The claimant has 45 days to respond.
- Adverse Benefit Determination of Concurrent Care - in advance
of reduction or termination of care to allow time for the claimant
to appeal.
Timeframe for appeals is as follows:
- Urgent Care Claim - 72 hours or less, with no extensions.
- Pre-Service Claim - 30 days or less, with no extensions.
- Post-Service Claim - 60 days or less, with no extensions.
- Adverse Benefit Determination of Concurrent Care - in advance
of reduction or termination of care to allow time for the claimant
to appeal.
Content of Denial Notices
Written or electronic notification of any adverse benefit determinations
must be given to the claimant and must include the following:
- Specific reasons for the adverse benefit determination and the
specific plan provisions relied upon.
- A description of any addition information necessary and why
such information is necessary.
- A description of the appeals process including time limits.
Also, a statement of the claimant's right to bring a civil action
under ERISA.
- If appropriate, the rule, guideline, protocol, etc., relied
upon in making the adverse benefit determination or a statement
indicating that a copy of such rule, guideline, protocol, etc.,
will be provided free of charge upon request
- If appropriate, an explanation of the scientific or clinical
judgement used for the adverse benefit determination or a statement
that such explanation will be provided free of charge upon request.
Appeal Process
A plan must provide at least 180 days in which a claimant can decide
whether to appeal an adverse benefit determination. Once an appeal
is filed, it must receive a full and fair review of the claim and
adverse benefit determination by a named fiduciary of the plan.
WPS is the fiduciary of insured plans.

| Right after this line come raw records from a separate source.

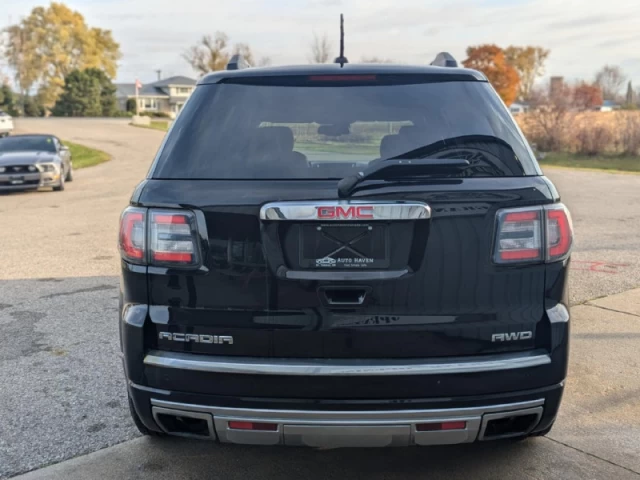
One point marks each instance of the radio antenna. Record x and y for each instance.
(341, 59)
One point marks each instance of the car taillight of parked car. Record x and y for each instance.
(159, 237)
(533, 235)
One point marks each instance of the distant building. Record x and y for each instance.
(166, 95)
(556, 87)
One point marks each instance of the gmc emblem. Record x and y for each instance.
(364, 212)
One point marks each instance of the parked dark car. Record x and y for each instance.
(345, 255)
(28, 162)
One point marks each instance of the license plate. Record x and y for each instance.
(344, 246)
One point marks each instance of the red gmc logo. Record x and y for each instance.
(337, 213)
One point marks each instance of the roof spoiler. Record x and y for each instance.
(444, 59)
(237, 62)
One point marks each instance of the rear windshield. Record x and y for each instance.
(240, 131)
(22, 144)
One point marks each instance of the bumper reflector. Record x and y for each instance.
(267, 427)
(432, 427)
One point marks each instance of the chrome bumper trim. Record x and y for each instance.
(343, 367)
(346, 428)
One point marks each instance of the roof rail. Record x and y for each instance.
(444, 59)
(237, 62)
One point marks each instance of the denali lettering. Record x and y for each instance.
(512, 336)
(190, 337)
(329, 212)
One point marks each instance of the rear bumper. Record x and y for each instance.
(368, 427)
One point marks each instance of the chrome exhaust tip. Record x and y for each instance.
(516, 423)
(186, 424)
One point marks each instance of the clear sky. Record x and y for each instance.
(583, 35)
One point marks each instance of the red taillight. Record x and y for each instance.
(559, 232)
(532, 235)
(171, 240)
(265, 427)
(519, 237)
(132, 235)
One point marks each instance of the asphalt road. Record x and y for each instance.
(63, 391)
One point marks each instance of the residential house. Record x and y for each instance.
(518, 108)
(166, 95)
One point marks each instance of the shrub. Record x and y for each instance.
(155, 114)
(628, 126)
(593, 139)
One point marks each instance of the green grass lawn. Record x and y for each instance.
(156, 125)
(83, 156)
(601, 162)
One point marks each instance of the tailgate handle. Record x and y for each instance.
(346, 295)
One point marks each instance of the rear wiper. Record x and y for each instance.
(401, 168)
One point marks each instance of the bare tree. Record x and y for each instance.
(246, 52)
(320, 49)
(550, 119)
(209, 54)
(529, 63)
(610, 79)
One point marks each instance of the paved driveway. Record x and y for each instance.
(63, 392)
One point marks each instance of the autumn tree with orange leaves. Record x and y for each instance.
(491, 60)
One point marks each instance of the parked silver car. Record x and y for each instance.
(28, 162)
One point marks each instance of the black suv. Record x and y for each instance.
(345, 255)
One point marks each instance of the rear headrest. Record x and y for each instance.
(277, 138)
(408, 130)
(390, 146)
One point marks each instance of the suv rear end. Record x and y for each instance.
(261, 306)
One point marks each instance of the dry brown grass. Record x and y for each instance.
(589, 133)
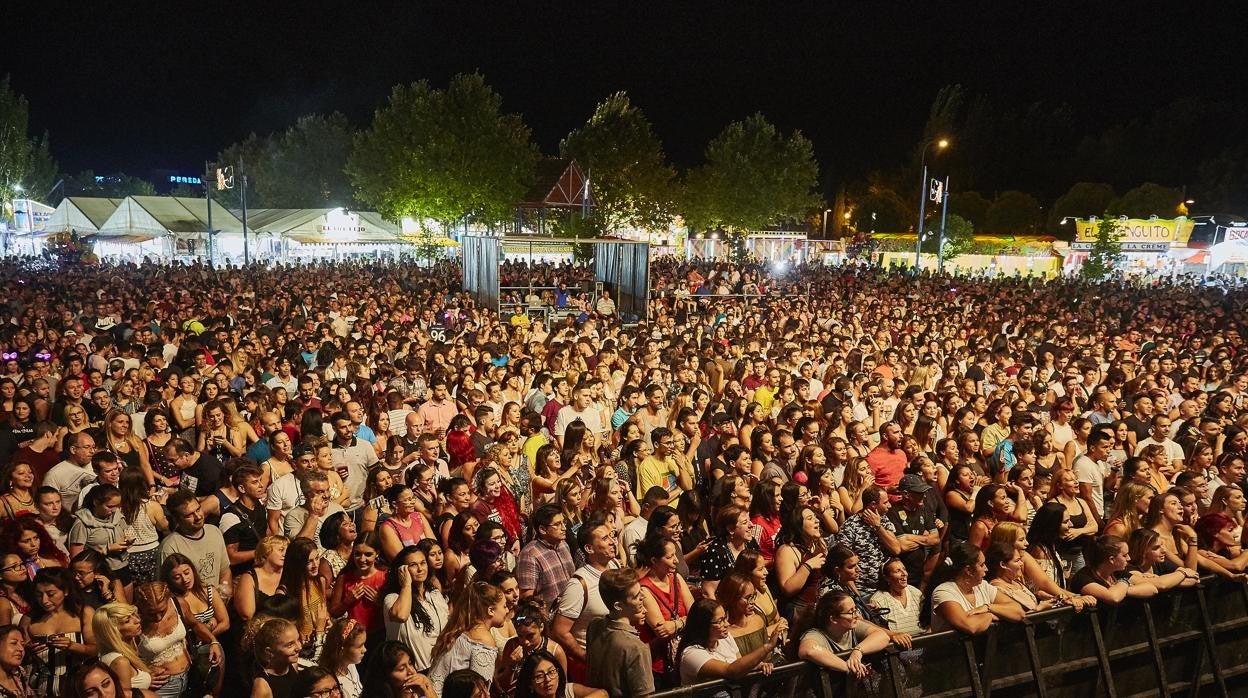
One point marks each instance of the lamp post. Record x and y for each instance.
(941, 144)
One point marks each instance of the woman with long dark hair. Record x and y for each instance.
(343, 649)
(960, 598)
(414, 609)
(60, 631)
(839, 627)
(706, 651)
(391, 674)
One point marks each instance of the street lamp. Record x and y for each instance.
(941, 144)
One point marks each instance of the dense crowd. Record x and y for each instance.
(272, 481)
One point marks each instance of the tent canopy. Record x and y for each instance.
(82, 214)
(325, 226)
(159, 216)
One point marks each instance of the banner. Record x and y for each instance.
(1137, 235)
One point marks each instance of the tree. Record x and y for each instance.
(306, 165)
(754, 177)
(971, 205)
(14, 144)
(1106, 250)
(1080, 201)
(1014, 212)
(881, 210)
(447, 155)
(253, 155)
(959, 237)
(1147, 200)
(41, 170)
(630, 177)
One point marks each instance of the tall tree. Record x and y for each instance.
(1106, 250)
(1014, 212)
(754, 177)
(629, 175)
(14, 144)
(446, 155)
(971, 206)
(306, 166)
(1080, 201)
(959, 237)
(1148, 200)
(41, 171)
(253, 154)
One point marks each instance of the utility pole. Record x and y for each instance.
(207, 195)
(944, 215)
(246, 252)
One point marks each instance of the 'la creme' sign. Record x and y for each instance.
(341, 226)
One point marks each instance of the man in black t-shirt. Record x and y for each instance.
(914, 518)
(245, 521)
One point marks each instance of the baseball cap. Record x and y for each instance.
(912, 485)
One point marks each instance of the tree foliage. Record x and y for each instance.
(629, 175)
(754, 177)
(1106, 250)
(41, 170)
(253, 155)
(26, 162)
(14, 144)
(307, 165)
(1147, 200)
(959, 237)
(1014, 212)
(446, 155)
(1081, 201)
(881, 210)
(300, 167)
(971, 206)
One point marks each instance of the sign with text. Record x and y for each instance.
(1137, 235)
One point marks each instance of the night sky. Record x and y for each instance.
(136, 86)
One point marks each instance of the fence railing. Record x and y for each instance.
(1186, 642)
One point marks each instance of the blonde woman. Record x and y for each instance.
(116, 628)
(858, 478)
(75, 422)
(120, 440)
(1130, 506)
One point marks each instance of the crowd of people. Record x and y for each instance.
(271, 481)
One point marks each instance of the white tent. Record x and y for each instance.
(81, 214)
(323, 231)
(164, 226)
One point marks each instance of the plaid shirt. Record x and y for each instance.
(544, 568)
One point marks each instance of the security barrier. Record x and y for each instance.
(1186, 642)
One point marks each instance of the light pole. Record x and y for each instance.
(941, 144)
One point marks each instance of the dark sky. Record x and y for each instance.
(135, 86)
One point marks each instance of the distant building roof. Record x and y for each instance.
(559, 184)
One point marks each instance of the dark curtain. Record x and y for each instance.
(481, 269)
(624, 270)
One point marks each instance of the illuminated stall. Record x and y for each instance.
(1150, 246)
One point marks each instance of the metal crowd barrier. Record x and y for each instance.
(1186, 642)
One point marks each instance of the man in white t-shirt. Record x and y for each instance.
(579, 602)
(582, 407)
(1093, 471)
(283, 493)
(1160, 435)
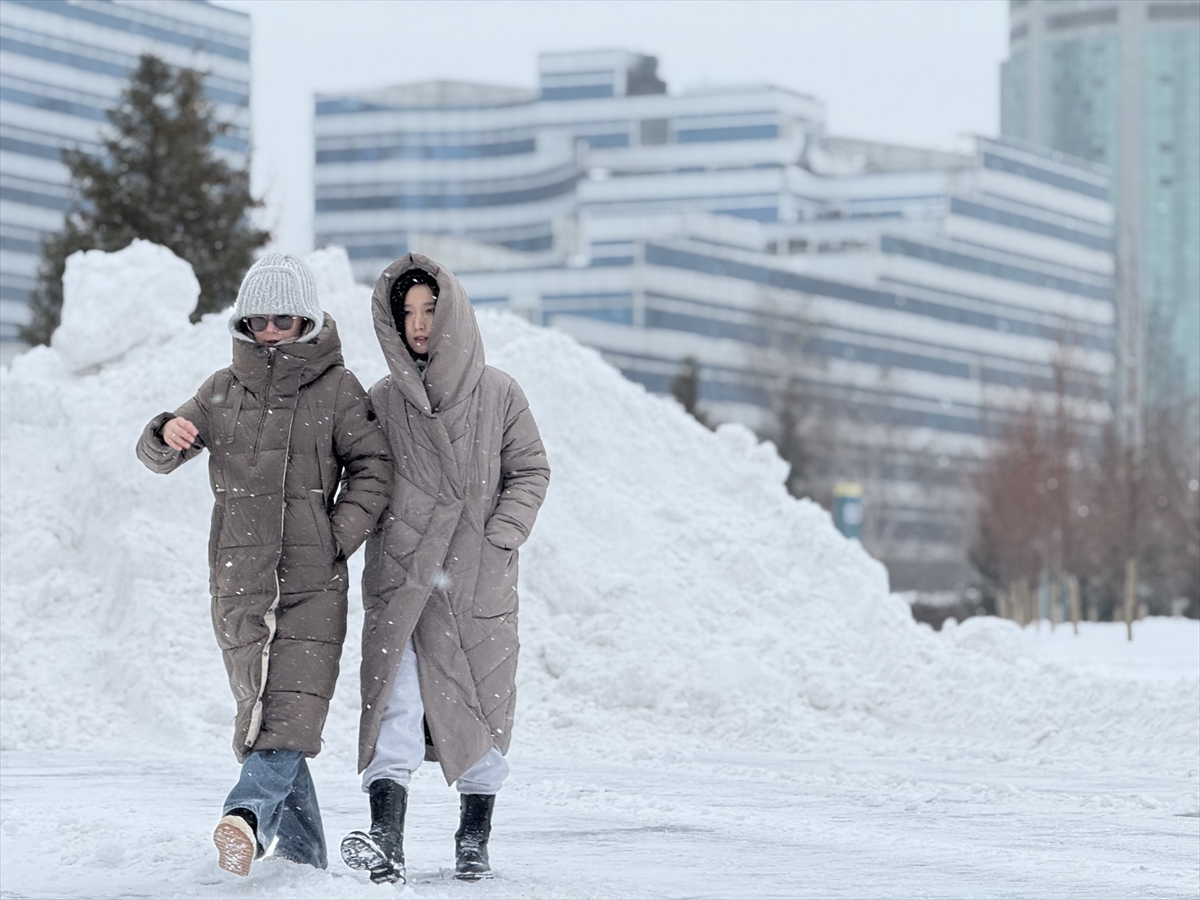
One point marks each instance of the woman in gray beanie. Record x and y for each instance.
(286, 425)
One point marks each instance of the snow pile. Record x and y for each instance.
(673, 595)
(114, 301)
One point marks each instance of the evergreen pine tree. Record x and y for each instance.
(159, 180)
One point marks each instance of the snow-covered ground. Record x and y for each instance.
(719, 696)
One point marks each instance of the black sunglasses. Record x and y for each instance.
(258, 323)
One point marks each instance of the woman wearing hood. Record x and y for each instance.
(286, 426)
(439, 637)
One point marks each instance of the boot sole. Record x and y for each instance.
(235, 851)
(360, 852)
(474, 876)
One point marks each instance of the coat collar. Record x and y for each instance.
(312, 358)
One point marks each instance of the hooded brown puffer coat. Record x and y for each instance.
(285, 426)
(442, 567)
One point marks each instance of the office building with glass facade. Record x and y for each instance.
(63, 64)
(1117, 82)
(910, 299)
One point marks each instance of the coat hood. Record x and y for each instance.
(315, 354)
(456, 349)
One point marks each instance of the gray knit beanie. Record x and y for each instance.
(277, 285)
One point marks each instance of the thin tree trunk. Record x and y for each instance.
(1131, 593)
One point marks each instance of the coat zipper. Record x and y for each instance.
(267, 397)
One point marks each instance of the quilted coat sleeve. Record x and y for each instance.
(525, 475)
(363, 451)
(156, 454)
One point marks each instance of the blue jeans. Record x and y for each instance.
(275, 785)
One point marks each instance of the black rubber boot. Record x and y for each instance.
(382, 849)
(471, 839)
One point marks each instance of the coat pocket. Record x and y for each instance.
(496, 591)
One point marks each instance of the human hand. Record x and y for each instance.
(179, 433)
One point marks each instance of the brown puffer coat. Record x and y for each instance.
(442, 567)
(285, 427)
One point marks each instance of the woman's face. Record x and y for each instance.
(419, 305)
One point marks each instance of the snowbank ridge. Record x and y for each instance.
(671, 589)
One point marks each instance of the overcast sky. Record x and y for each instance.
(910, 71)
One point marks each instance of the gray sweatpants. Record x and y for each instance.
(400, 748)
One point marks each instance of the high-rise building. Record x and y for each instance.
(63, 64)
(1117, 82)
(907, 300)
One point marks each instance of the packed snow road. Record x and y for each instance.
(739, 825)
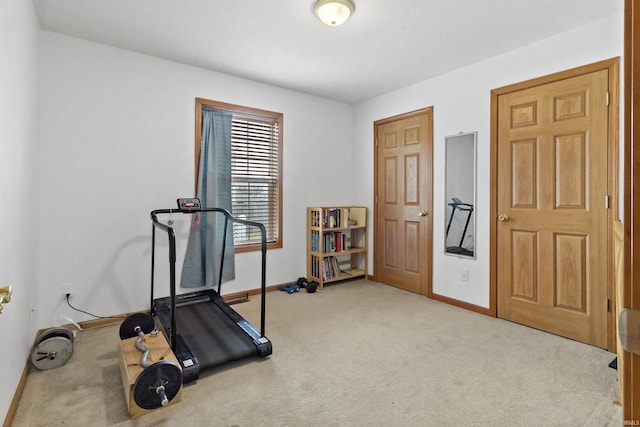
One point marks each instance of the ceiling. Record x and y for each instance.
(386, 45)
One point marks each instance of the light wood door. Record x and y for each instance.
(552, 226)
(404, 192)
(630, 363)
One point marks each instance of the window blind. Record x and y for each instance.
(254, 176)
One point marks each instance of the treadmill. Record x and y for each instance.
(457, 204)
(202, 329)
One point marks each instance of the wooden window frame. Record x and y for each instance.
(201, 102)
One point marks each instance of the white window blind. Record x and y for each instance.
(255, 176)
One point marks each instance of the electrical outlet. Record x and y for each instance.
(68, 288)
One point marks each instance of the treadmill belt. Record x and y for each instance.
(212, 337)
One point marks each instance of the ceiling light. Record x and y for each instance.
(333, 12)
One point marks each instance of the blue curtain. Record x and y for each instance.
(202, 260)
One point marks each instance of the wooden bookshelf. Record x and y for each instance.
(336, 243)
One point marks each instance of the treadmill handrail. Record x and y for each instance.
(172, 259)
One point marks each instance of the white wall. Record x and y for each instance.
(18, 188)
(117, 141)
(461, 101)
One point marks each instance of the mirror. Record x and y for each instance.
(460, 194)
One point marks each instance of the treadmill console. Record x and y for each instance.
(192, 204)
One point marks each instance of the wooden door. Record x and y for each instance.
(552, 205)
(404, 193)
(629, 363)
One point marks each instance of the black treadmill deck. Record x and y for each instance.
(212, 332)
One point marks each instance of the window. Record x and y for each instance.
(256, 171)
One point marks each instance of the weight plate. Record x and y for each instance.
(55, 332)
(52, 353)
(144, 320)
(157, 385)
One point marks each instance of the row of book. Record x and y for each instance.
(331, 242)
(329, 268)
(330, 218)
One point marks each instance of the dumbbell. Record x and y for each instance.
(52, 349)
(159, 382)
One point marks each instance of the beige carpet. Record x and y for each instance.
(357, 353)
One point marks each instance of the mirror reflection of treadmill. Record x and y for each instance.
(458, 205)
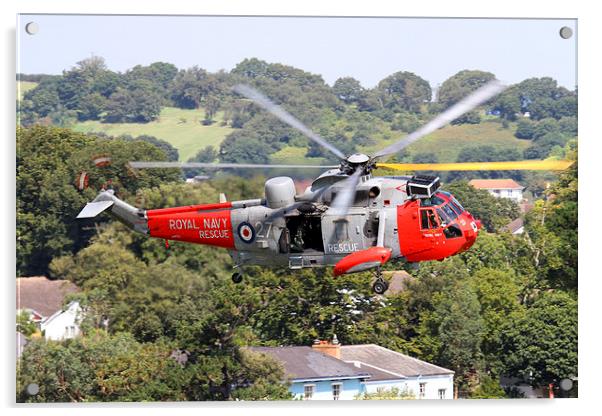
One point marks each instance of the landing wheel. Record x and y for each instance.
(237, 277)
(380, 286)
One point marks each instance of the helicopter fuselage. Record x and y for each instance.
(383, 223)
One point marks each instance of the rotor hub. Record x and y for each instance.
(357, 161)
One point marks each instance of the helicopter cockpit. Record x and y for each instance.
(441, 210)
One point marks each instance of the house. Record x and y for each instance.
(43, 299)
(500, 188)
(390, 369)
(330, 371)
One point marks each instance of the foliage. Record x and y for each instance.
(459, 86)
(24, 324)
(541, 97)
(100, 367)
(48, 162)
(542, 346)
(489, 388)
(403, 91)
(393, 393)
(348, 89)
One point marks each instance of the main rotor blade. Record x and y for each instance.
(344, 198)
(475, 99)
(515, 165)
(196, 165)
(265, 103)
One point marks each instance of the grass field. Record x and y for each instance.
(181, 128)
(184, 130)
(23, 87)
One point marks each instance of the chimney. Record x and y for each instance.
(329, 348)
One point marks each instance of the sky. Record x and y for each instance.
(368, 49)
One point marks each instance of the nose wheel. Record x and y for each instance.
(380, 286)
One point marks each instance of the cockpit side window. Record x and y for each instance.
(443, 219)
(456, 205)
(450, 212)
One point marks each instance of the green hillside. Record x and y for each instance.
(23, 87)
(450, 140)
(182, 128)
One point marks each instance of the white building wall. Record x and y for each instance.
(432, 385)
(63, 324)
(514, 194)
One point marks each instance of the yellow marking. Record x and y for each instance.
(516, 165)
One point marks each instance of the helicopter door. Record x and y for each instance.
(418, 230)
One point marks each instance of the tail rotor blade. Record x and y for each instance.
(475, 99)
(274, 109)
(196, 165)
(471, 166)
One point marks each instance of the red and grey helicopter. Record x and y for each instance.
(346, 218)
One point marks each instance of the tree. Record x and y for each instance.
(348, 89)
(25, 325)
(240, 147)
(541, 97)
(542, 146)
(404, 91)
(190, 87)
(525, 128)
(48, 162)
(459, 86)
(100, 367)
(541, 347)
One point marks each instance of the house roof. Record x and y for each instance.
(307, 363)
(514, 226)
(389, 361)
(495, 184)
(42, 295)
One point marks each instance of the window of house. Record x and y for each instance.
(421, 390)
(308, 391)
(336, 391)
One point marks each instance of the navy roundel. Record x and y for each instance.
(246, 232)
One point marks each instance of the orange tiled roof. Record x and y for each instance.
(496, 184)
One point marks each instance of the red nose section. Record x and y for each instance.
(362, 260)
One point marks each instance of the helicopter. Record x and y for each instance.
(347, 218)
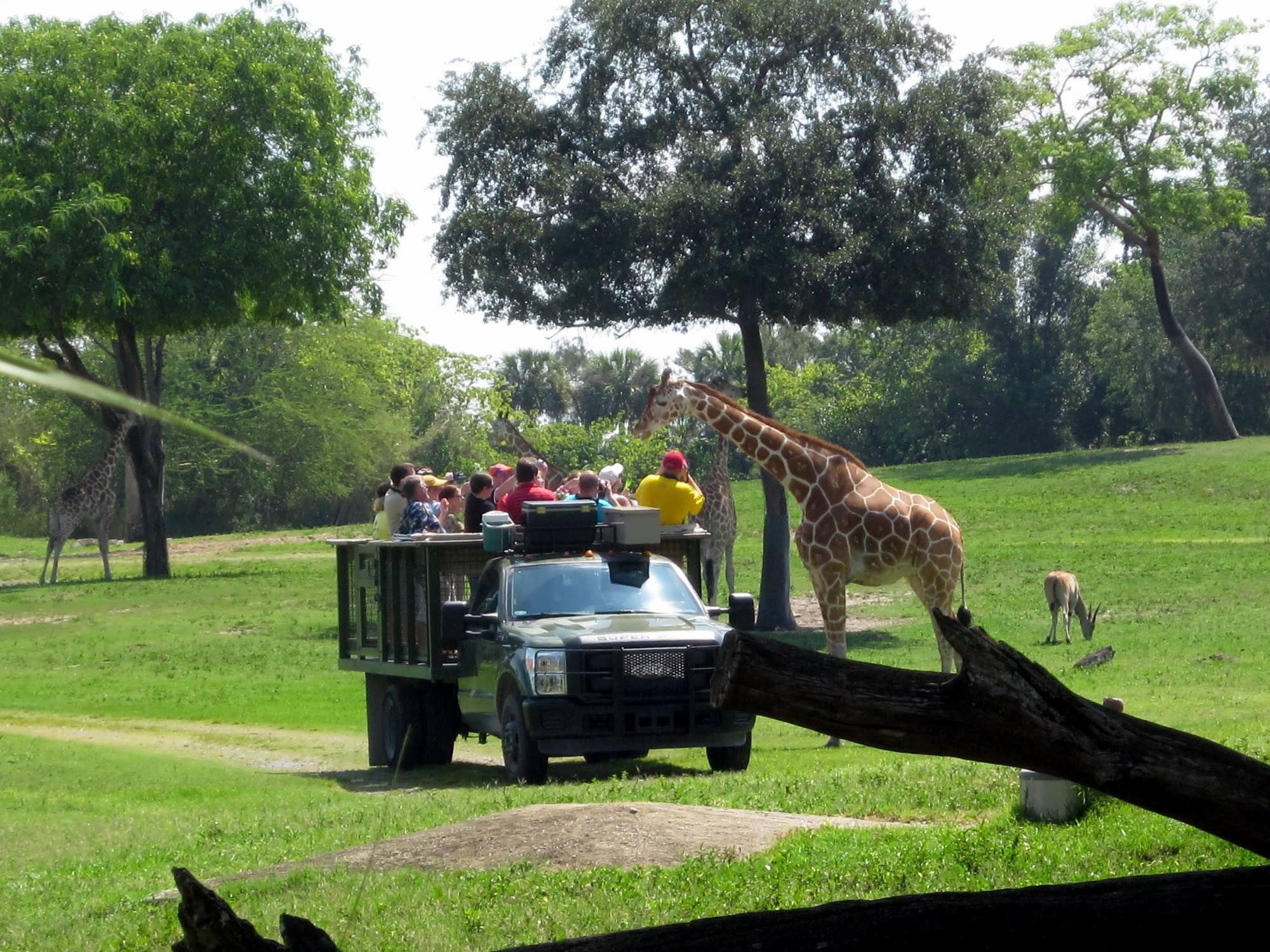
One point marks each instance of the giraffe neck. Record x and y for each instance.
(792, 464)
(719, 465)
(105, 468)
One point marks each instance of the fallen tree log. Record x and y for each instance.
(209, 925)
(1137, 912)
(1001, 709)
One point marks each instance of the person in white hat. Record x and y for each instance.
(613, 477)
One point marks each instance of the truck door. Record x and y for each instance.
(481, 653)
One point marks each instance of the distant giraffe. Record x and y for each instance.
(719, 519)
(855, 527)
(93, 494)
(506, 435)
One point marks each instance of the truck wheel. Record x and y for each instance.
(439, 727)
(730, 758)
(523, 760)
(401, 711)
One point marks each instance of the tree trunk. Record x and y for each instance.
(1136, 912)
(1201, 371)
(774, 588)
(142, 376)
(1003, 709)
(133, 531)
(147, 455)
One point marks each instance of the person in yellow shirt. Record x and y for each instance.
(672, 491)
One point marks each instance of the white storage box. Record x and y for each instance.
(636, 525)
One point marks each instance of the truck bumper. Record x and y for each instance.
(565, 728)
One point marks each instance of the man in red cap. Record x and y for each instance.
(672, 491)
(526, 491)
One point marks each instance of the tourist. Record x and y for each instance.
(380, 520)
(528, 491)
(613, 477)
(504, 478)
(479, 502)
(394, 501)
(672, 491)
(451, 508)
(418, 516)
(590, 488)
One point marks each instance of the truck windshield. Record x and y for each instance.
(600, 588)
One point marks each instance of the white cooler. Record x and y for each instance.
(636, 525)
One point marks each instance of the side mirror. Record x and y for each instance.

A plan must also:
- Provide the opportunity for claimants to submit written comments,
documents, etc. and such comments, documents, etc. must be taken
into account during the review.
- Provide that a claimant will be provided, upon request and free
of charge, access to and copies of information relevant to the
claim.
- Provide for a review that does not give deference to the original
decision.
- Consult with a health care professional if any adverse benefit
determination was based on a medical judgment.
- Identify any medical or vocational experts whose advice was
obtained.
- If claim involves urgent care, an expedited review process.
A plan may not require a claimant to file more than two appeals
of an adverse benefit determination prior to bringing a civil action.